We only had three days to gather information and not only join Rhuun’s forces but secure authority in them, before war would be declared. That honestly wasn’t enough for most challengers to do much more than join their respective nations’ armies. And maybe on Medium, High, or Very High difficulty, challengers could afford to work their way up into greater confidence with those armies during the war itself.
Not us, though, especially since we’d been put in Rhuun. Rhuun had by far the most emphasis on defense in their doctrine out of the three nations, only striking out at enemy territories when they believed themselves certain of victory.
Shirisho was the most aggressive force, but they tended to have more difficulty holding on to what they took.
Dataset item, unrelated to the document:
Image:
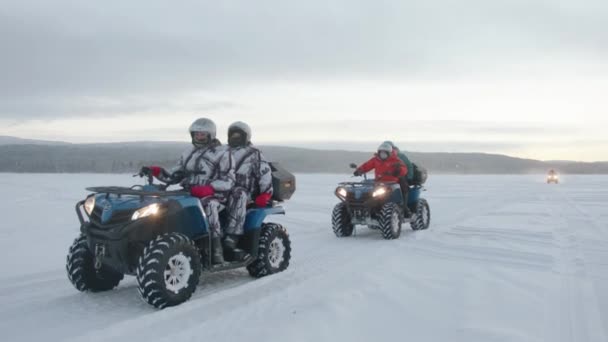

Trioron weren’t as good at offensive strategies as Shirisho, often needing to resort to difficult sieges to secure towns and cities, and their technology gave them defenses that were superior to Shirisho’s, but not as formidable a deterrent as the rain of spells Rhuun brought to the table.
The three nations would fight, and fight, and fight, until it just wasn’t logistically feasible to fight anymore, at which point an uneasy peace would be brokered until their economies recovered enough to go at it all over again. And every time, though certain towns and villages and territories would change hands, none of them would end a conflict having secured a remotely decisive advantage over the others.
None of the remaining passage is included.